By the nineteenth century, this dour, judgemental religiosity was being called into question. A theological and cultural thaw began to take place after the hard winter of Calvinism and the "New Thought Movement" emerged, attracting such followers as Mary Baker Eddy and William James, the author of The Varieties of Religious Experience. Harnessing the power of our thoughts, they believed, could cure us from all emotional and physical ills and bring us success. However, this was not so much a break with the judgementalism of the old religion but more a repackaging of Calvinist attitudes, albeit with a shiny happy people veneer. Ehrenreich writes
...the most striking continuity between the old religion and the new positive thinking lies in their common insistence on work - the constant internal work of self monitoring. The Calvinist monitored his or her thoughts and feelings for signs of laxness, sin, and self-indulgence, while the positive thinker is ever on the lookout for "negative thoughts" charged with anxiety or doubt. As sociologist Micki McGee writes of the positive-thinking self help literature, using language that harks back to its religious antecedents, "continuous and never-ending work on the self is offered not only as a road to success but also to a kind of secular salvation."
The viral spread of positive-thinking has contaminated huge areas of modern life. Nothing is a "problem", everything is a "challenge" and an "opportunity" for self-improvement. We are encouraged to "big up" everyone and everything; avoid anything that has "negative vibes" and might be a "downer", including the biggest "downer", death. Our energies are to be mobilised in order to "stay positive" and if you are not positive then you are not putting in the work. Ehrenreich contends that this imbecilic optimism masks reality, airbrushing out all that is difficult, mysterious and unsettling in human life. For example, those "pessimistic" analysts who warned that the American subprime housing market was about to implode and that the financial markets were teetering on the edge of an economic abyss were drowned out by the whooping cheers and high five exchanges in company boardrooms as executives opened their bonus envelopes. Nobody wanted to hear the party-pooping Cassandras.
Ehrenreich presents a compelling case for the prosecution but her proposed alternative is less convincing. "Human intellectual progress," she writes, "results from our long struggle to see things "as they are", or in the most universally comprehensible way, and not as projections of our own emotions...What we call the Enlightenment...is the slow-dawning understanding that the world is unfolding according to its own inner algorithms of cause and effect, probability and chance, without any regard for human feelings." Ehrenreich appears to put her faith in human progress and the driving force of evolutionary biology.
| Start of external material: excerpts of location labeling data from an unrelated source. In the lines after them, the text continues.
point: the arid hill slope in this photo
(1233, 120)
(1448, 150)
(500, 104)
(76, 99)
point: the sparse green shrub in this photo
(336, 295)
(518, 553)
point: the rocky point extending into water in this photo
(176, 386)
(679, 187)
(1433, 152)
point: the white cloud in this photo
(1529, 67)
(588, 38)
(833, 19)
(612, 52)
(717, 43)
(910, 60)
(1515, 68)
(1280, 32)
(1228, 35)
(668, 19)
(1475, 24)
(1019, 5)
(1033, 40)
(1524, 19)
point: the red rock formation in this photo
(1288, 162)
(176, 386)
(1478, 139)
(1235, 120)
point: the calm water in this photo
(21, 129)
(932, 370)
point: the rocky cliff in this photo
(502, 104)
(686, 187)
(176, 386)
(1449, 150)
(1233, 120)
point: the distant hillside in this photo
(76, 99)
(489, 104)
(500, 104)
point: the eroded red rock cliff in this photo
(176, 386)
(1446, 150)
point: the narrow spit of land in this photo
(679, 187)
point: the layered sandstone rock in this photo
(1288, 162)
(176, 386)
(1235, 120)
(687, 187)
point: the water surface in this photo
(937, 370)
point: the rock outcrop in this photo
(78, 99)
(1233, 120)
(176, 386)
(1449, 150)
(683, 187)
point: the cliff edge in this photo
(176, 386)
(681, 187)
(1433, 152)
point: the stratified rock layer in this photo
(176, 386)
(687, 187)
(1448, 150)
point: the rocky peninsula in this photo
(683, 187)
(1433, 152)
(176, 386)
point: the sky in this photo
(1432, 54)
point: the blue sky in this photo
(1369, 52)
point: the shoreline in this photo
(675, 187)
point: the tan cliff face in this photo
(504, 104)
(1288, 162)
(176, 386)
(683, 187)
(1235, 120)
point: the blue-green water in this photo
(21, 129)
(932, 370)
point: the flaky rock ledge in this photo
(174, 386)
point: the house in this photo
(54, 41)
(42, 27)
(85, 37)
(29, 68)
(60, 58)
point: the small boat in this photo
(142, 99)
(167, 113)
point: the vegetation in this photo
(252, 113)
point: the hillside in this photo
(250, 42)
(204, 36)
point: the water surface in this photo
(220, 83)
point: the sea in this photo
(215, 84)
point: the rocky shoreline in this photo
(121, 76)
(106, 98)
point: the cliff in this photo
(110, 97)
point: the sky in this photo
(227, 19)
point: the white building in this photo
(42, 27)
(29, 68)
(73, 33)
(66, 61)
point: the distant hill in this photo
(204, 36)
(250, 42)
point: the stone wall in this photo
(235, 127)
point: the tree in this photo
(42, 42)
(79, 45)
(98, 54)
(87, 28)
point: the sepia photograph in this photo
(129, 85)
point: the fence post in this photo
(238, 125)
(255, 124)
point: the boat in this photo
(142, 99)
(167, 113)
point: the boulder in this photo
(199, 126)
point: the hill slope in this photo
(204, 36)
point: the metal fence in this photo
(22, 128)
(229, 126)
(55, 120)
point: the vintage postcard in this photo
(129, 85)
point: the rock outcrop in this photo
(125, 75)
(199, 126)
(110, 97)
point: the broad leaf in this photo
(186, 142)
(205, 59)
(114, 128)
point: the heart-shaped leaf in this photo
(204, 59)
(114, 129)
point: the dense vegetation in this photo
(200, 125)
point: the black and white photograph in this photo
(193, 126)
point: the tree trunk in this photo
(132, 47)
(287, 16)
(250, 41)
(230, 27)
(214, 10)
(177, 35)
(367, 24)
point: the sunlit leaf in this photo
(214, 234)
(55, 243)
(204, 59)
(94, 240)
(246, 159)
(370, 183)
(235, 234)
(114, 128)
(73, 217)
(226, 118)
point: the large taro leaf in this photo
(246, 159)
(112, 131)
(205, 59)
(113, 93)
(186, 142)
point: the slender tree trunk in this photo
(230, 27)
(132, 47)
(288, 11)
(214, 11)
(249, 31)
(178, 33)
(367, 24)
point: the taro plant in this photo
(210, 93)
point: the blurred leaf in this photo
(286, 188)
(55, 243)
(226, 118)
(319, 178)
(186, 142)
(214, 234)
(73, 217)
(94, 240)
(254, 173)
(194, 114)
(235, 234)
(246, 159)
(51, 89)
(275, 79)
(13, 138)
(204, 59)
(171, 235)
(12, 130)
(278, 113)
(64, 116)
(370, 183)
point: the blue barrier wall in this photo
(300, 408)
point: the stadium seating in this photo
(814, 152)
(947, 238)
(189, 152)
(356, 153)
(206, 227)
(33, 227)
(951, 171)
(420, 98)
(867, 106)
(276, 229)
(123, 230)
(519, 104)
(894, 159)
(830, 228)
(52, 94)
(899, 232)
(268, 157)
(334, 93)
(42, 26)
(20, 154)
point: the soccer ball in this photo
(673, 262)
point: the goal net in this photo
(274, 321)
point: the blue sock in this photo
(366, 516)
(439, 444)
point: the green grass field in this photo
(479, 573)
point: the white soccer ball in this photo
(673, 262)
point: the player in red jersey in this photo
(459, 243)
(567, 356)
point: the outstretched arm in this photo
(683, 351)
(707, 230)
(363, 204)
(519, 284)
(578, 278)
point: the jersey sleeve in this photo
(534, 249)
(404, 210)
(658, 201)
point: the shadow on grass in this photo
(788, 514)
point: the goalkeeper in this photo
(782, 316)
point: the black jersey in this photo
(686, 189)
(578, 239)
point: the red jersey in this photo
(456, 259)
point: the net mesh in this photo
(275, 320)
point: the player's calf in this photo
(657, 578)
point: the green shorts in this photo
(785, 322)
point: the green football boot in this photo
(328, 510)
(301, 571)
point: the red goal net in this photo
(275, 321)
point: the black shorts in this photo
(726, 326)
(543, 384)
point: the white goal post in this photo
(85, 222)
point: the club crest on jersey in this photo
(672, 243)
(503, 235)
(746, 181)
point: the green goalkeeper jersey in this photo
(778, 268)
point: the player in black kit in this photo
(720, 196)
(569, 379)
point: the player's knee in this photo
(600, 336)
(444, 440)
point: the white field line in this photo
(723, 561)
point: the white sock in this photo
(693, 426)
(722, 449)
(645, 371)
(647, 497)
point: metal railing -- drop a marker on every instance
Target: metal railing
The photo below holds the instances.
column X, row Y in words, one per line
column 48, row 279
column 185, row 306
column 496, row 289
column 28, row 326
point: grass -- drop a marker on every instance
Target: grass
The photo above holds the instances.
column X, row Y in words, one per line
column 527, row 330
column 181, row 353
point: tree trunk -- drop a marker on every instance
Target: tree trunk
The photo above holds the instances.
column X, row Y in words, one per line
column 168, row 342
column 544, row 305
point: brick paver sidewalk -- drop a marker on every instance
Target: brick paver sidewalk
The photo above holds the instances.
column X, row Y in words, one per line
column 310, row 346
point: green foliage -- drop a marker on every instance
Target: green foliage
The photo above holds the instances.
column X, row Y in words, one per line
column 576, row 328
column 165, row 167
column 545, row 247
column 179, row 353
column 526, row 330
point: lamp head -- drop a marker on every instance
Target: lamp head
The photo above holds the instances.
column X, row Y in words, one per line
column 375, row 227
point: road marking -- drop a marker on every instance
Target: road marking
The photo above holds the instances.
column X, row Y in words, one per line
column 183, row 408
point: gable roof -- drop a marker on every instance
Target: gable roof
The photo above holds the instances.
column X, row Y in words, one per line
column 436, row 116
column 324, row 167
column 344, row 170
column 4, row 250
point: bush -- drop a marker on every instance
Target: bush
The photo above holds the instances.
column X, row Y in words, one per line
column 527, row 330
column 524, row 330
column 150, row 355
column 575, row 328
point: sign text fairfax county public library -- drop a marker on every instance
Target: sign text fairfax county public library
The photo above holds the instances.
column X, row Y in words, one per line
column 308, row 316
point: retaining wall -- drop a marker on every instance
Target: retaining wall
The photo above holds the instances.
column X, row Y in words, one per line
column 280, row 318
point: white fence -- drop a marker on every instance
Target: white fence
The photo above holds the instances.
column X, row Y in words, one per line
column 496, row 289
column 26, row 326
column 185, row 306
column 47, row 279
At no point does she examine the concept of hope. Are optimism and hope just synonyms or does the virtue of hope have a more profound quality? Is there a hope that I can personally participate in or are all our hopes projections for a distant future that remain out of my reach? Is my best hope in scientific, political and social progress or am I asking too much of these disciplines? If I am to trust in the perfection of human structures what happens to my exercise of personal freedom? Is there a Hope that encompasses all the greater and lesser hopes of daily living and in which I can put my trust?